The people in the NHS can face daily trauma, and guess what, they’re human just like the rest of us. Behind that professional front is a human being processing trauma. There’s a human story behind every nurse, doctor and healthcare professional. We want to hold that image of calm professionalism, and that’s a good image: But if we want the complete picture, we need to understand more about the personal impact and costs to the people behind our frontline services.

Sam loved nursing

Sam loved nursing and had a bounce in her step until she started on a new ward. Sam would return home each day in tears having held it together at work. I thought, being newly married, that this perhaps her norm and personal way of dealing with what she faced. When you’re in the thick of it, you don’t know what’s happening to you. She dreaded going into work. There was a dramatic change in her and I knew she wasn’t her usual happy & smiley self. Alarm bells rang when she’d shared thoughts of wanting to have an accident so she wouldn’t have to go in. Shortly after, she left that ward and moved to community nursing. With a supportive team she regained her love for nursing, but all those traumatic events had left a scar.

‘Whirring’ after a shift

Sam would talk about ‘whirring’ after a stressful shift, and difficulty in sleeping.  Like most of us, she didn’t realise that she was processing what had happened. Without breaking confidentiality she’d tell me stories about tragedies. Only years later did we learn that people may repeat stories of past traumas. At the time I didn’t think anything about it, but something wasn’t right. Sam seemed to need more times of silence. She didn’t play music like she did when we first met and couldn’t cope with high levels of stress (despite having managed all the responsibility and stress of being a nurse in the past). I didn’t really understand what was going on, so brushed these concerns aside and continued to enjoy family life.
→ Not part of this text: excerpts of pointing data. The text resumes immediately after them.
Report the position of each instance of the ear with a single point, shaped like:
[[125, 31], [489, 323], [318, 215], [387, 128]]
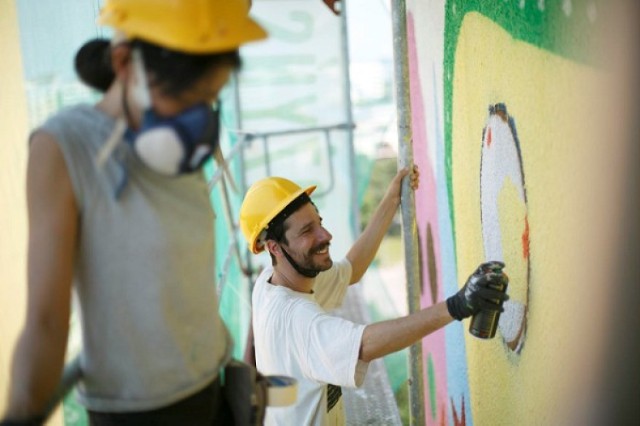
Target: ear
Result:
[[273, 247], [121, 60]]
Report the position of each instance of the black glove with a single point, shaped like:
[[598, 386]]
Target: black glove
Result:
[[477, 294]]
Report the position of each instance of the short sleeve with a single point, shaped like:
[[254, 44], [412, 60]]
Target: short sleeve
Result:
[[332, 351], [331, 286]]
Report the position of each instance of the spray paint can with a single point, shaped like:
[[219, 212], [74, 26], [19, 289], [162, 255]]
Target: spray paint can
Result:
[[484, 324]]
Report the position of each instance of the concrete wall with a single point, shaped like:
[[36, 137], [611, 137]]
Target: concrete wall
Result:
[[13, 153], [521, 131]]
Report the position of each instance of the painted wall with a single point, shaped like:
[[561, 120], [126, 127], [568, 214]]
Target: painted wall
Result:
[[512, 102], [13, 149]]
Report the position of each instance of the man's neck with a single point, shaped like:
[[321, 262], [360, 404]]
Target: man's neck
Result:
[[292, 279]]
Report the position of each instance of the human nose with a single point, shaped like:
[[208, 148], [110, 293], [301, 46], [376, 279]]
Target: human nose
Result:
[[326, 235]]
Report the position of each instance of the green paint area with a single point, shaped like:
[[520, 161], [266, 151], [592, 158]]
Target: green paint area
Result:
[[566, 28]]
That decision probably saved Sam’s life

Seventeen years later I was on a two-month contract in Milton Keynes, the end client wanted an extension, the prime contractor had other ideas. That decision probably saved Sam’s life. Thank God I was home during her lengthy period of recovery. If I hadn’t, I think I would have lost my beloved wife. Sam had completed a back to nursing course and started community nursing. Something had triggered in Sam and she’d become locked in her head. This is the first time I’d ever seen PTSD in nursing. Sam needed to talk about the trauma over and over again (it was what helped her process the trauma and important for healing). All I could do was love, listen and support. With excellent counselling and the loving support of family and friends, Sam is so much better now.

How we can help

We need to understand without judging. We’re likely going to see more of this, see the BBC article “Coronavirus: Front-line NHS staff ‘at risk of PTSD’”. We can listen, and care for our NHS staff. My favourite book on the subject is ”Just Listen” by Mark Goulston. There are also plans for an NHS mental health hotline.

There comes a point when professional help is important. Traumas may be so awful that we lock them away. Sometimes we need help to work through what’s happened. Professionals such as psychotherapist using transactional analysis trained to ask the right questions, help patients uncover and deal with those traumas.